2020年1月5日、韓国・KBSは、日本による半導体・ディスプレー材料3品目の対韓輸出規制強化措置を受け半年前に始まった韓国企業の「脱日本」の現状について伝えた。

記事は、「フッ化水素は国内需要の3分の2を日本に依存していた素材だが、迅速に生産ラインを増設し、半年で国産化に成功した」と伝えた。また、「フォトレジストは日本への依存度が最も高い上、国産化の開発に1年以上かかると懸念されていたが、脱日本の実現が最も早かった。ベルギーなどから迂回輸入路を確保し、グローバル企業による直接生産も推進されている」とした。ポリイミドについても「『なぜ規制したのか分からない』と話す業界関係者がいるほど難なく国産化が進んでいる」と伝えている。

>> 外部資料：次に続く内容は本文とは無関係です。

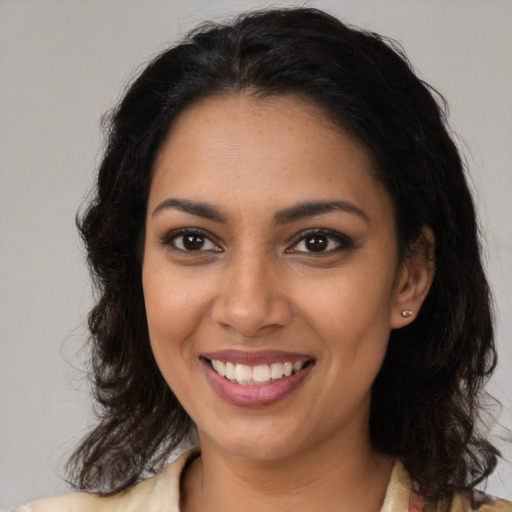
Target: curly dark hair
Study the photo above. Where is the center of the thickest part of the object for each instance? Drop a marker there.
(426, 398)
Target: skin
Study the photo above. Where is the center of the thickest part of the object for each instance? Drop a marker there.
(255, 284)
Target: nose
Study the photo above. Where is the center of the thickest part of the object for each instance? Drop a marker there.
(250, 300)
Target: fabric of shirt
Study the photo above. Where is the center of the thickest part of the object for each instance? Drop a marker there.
(161, 493)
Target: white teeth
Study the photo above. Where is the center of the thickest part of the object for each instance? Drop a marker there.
(276, 371)
(230, 371)
(261, 373)
(297, 366)
(256, 375)
(219, 367)
(243, 373)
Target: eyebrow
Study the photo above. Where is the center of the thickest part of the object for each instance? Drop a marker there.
(293, 213)
(200, 209)
(309, 209)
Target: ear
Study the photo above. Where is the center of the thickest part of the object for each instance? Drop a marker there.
(414, 279)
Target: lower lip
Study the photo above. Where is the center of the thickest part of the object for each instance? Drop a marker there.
(254, 396)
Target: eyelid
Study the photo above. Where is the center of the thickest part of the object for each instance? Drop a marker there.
(169, 237)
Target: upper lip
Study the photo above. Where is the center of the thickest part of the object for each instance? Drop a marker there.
(253, 358)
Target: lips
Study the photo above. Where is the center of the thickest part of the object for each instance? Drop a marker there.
(255, 379)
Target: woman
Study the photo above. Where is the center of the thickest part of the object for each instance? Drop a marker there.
(287, 262)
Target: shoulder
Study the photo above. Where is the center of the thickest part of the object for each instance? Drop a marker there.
(478, 502)
(147, 496)
(400, 497)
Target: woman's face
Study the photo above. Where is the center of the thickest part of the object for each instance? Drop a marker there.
(270, 248)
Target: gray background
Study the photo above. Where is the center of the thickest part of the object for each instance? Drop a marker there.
(63, 64)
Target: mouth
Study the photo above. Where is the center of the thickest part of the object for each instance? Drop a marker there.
(257, 375)
(255, 379)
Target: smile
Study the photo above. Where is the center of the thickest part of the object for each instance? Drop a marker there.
(258, 375)
(260, 379)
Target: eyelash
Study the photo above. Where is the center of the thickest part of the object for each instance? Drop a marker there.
(343, 242)
(171, 238)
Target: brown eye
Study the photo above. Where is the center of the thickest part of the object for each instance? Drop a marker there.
(187, 240)
(193, 242)
(316, 243)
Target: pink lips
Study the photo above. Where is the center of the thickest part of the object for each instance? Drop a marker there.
(254, 396)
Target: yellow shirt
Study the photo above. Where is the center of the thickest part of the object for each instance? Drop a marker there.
(161, 493)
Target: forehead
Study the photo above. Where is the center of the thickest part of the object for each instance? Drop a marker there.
(278, 149)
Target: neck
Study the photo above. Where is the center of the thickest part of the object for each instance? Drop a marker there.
(355, 480)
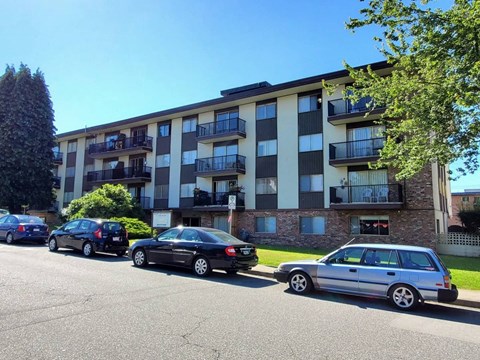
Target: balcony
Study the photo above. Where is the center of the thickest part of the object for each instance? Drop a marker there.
(121, 146)
(341, 111)
(217, 201)
(57, 158)
(355, 152)
(220, 165)
(223, 130)
(379, 196)
(123, 175)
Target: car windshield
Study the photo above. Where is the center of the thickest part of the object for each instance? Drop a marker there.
(223, 236)
(29, 219)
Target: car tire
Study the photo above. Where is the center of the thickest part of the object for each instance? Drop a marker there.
(300, 283)
(88, 250)
(403, 297)
(140, 258)
(52, 244)
(9, 239)
(201, 266)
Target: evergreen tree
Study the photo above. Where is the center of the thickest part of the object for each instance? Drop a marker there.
(27, 137)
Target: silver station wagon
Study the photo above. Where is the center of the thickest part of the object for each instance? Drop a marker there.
(405, 275)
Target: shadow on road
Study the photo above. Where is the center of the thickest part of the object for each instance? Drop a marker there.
(428, 310)
(217, 276)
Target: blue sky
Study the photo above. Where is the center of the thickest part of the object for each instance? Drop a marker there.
(108, 60)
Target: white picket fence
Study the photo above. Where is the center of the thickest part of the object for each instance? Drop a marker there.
(459, 244)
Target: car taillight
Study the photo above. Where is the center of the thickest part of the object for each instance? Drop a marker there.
(230, 251)
(98, 233)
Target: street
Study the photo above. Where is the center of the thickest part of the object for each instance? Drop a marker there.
(64, 306)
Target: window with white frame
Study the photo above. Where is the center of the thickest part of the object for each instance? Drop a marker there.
(161, 192)
(370, 225)
(266, 186)
(266, 111)
(189, 157)
(189, 125)
(267, 224)
(309, 103)
(311, 142)
(163, 160)
(267, 148)
(311, 183)
(312, 225)
(186, 190)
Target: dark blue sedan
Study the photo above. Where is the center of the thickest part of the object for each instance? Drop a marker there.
(23, 227)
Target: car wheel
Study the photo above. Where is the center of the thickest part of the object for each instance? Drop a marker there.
(52, 244)
(88, 250)
(403, 297)
(300, 282)
(140, 258)
(201, 267)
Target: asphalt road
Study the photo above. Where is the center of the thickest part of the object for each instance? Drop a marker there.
(64, 306)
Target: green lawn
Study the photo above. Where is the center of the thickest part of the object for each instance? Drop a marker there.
(465, 271)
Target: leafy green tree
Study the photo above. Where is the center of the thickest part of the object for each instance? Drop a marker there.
(27, 137)
(433, 92)
(106, 202)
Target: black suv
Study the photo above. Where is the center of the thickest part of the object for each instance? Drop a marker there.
(89, 236)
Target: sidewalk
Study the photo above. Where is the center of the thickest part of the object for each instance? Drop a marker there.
(469, 298)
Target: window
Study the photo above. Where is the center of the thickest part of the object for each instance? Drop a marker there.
(369, 225)
(70, 172)
(164, 130)
(312, 225)
(311, 142)
(267, 148)
(190, 125)
(72, 146)
(188, 157)
(266, 186)
(163, 160)
(267, 224)
(161, 191)
(186, 190)
(309, 103)
(310, 183)
(266, 111)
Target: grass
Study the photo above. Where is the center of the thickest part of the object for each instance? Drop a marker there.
(465, 271)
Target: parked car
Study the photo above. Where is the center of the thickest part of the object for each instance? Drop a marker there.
(198, 248)
(23, 227)
(90, 236)
(405, 275)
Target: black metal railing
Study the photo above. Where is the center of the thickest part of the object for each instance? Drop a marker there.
(119, 174)
(220, 163)
(223, 127)
(121, 144)
(203, 198)
(346, 106)
(356, 149)
(372, 193)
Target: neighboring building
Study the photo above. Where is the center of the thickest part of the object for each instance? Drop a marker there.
(466, 200)
(295, 157)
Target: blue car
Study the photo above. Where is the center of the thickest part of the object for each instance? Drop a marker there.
(23, 228)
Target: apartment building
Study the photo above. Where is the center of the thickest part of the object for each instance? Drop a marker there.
(294, 157)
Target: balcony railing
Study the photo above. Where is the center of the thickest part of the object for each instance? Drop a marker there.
(367, 196)
(229, 164)
(134, 144)
(135, 174)
(215, 199)
(355, 149)
(223, 129)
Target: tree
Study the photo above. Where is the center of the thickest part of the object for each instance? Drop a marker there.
(433, 92)
(27, 137)
(106, 202)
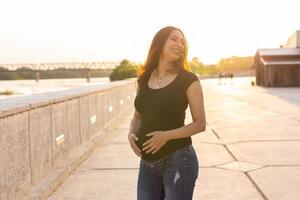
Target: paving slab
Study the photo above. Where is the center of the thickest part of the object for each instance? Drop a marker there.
(279, 183)
(221, 184)
(98, 184)
(249, 151)
(267, 152)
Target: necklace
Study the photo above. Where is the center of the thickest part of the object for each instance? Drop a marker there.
(159, 79)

記事は、「規制強化措置当初は半導体生産への影響を懸念する声が多かったが、6カ月経った現時点で韓国企業の被害は事実上なく、むしろ脱日本化に弾みがついた」と報道。韓国政府は昨年の2.5倍の2兆1000億ウォン(約1940億円)の予算を素材部品装備分野に投入し、今後5年以内に日本への依存度が高い100大品目を国産化し、輸入国の多様化を遂げる計画だという。

これを受け、韓国のネット上では「独立運動はできなかったけど、不買運動は続ける」「企業の生き残りをかけた意地と努力に拍手」と応援するコメントが多く寄せられている。

また、「脱日本は難しい」と指摘していた一部の韓国メディアや最大与党・自由韓国党に対し、「日本にひざまずいてお願いしなきゃいけないって言ってたけど、何とか言ったらどうか」「国が亡びる前に日本に特使を送るべきだと騒いでた党はどこだ?」などと皮肉の混じったコメントも見られた。(翻訳・編集/松村)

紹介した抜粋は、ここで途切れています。